The p55 GAG fusion constructs were generated by PCR amplification of the p55 GAG coding sequence from the pCMV-dR8.74 packaging construct (Addgene) and by subsequent In-Fusion reaction (Clontech) in pMG1-Ras, a HRAS expression vector used in the MAPPIT system35, resulting in a p55 GAG-RAS under control of the strong SRalpha promoter (pMET7-GAG-Ras). Enhanced green fluorescent protein (EGFP) was transferred from pEGFP-C1 vector (Clontech) to generate the pMET7-GAG-EGFP construct. Using PCR-based cloning, a Gateway cassette was inserted to allow recombination-assisted cloning. The complete set of positive and random reference clones were transferred in a single direction (no bait–prey swap) using standard GATEWAY cloning. Prey open reading frames from these sets were transferred into a GATEWAY-compatible pMET7 expression vector with an amino-terminal E-tag fused in frame. The MYD88 TIR and MAL prey constructs were generated from plasmids that were previously described18. The complementary DNAs for A20, RNF41, TANK, FADD and eDHFR were transferred from the ORFEOME 5.1 collection or from previous constructs22,36 into the pMET7 vector containing in-frame gateway sites and N-terminal epitope tags (MYC-, FLAG- or VSV) or an N-terminal GAG sequence, to allow Virotrap experiments. The TNFR plasmid (pSV25S-hTNFR 55) was obtained from the BCCM/LMBP plasmid collection.

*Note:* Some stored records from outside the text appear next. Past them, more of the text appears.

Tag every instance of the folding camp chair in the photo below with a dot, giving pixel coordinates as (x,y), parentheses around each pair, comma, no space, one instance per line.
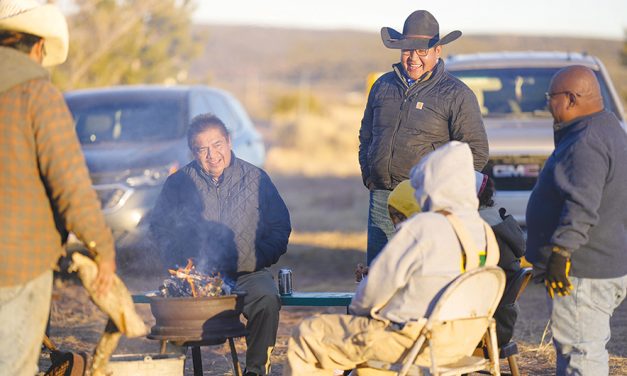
(457,320)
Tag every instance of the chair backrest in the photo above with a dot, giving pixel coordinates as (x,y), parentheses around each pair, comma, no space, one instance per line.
(460,315)
(516,286)
(472,294)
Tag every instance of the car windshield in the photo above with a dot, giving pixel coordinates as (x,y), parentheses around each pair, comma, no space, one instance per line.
(514,92)
(135,121)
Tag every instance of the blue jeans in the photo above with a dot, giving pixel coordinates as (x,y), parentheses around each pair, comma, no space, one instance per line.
(580,324)
(380,226)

The pMD2.g pseudotyping vector was kindly provided by D. Trono (EPFL, Lausanne, Switzerland; Addgene). The pcDNA3-FLAG-VSV-G and pcDNA3-Etag-VSV-G will be described elsewhere.

Antibodies used for western blotting were anti-p24 GAG (Abcam; ab9071; 1/1,000), anti-FLAG (M2, Sigma Aldrich; 1/2,000), anti-actin (Sigma Aldrich; A2066; 1/2,000), anti-VSV (Sigma Aldrich; V4888; 1/1,000), anti-MYC (clone 4E10, prepared in-house) and anti-E-tag (GE Healthcare; 27941201; 1/1,000). Secondary antibodies were from Li-Cor (1/5,000) and blottings were digitally imaged using an ODYSSEY Imager system (Li-Cor).

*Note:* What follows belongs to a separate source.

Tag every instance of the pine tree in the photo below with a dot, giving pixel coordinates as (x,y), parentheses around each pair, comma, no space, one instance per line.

Production and purification of Virotrap particles

Standard HEK293T cells (obtained from the Rufer lab at the CHUV, Lausanne) were cultured in a humidified atmosphere at 8% CO2 using high-glucose DMEM (Invitrogen) complemented with 10% FCS and antibiotics. Cell cultures were kept at low passage (<10) and regularly tested for mycoplasma contamination.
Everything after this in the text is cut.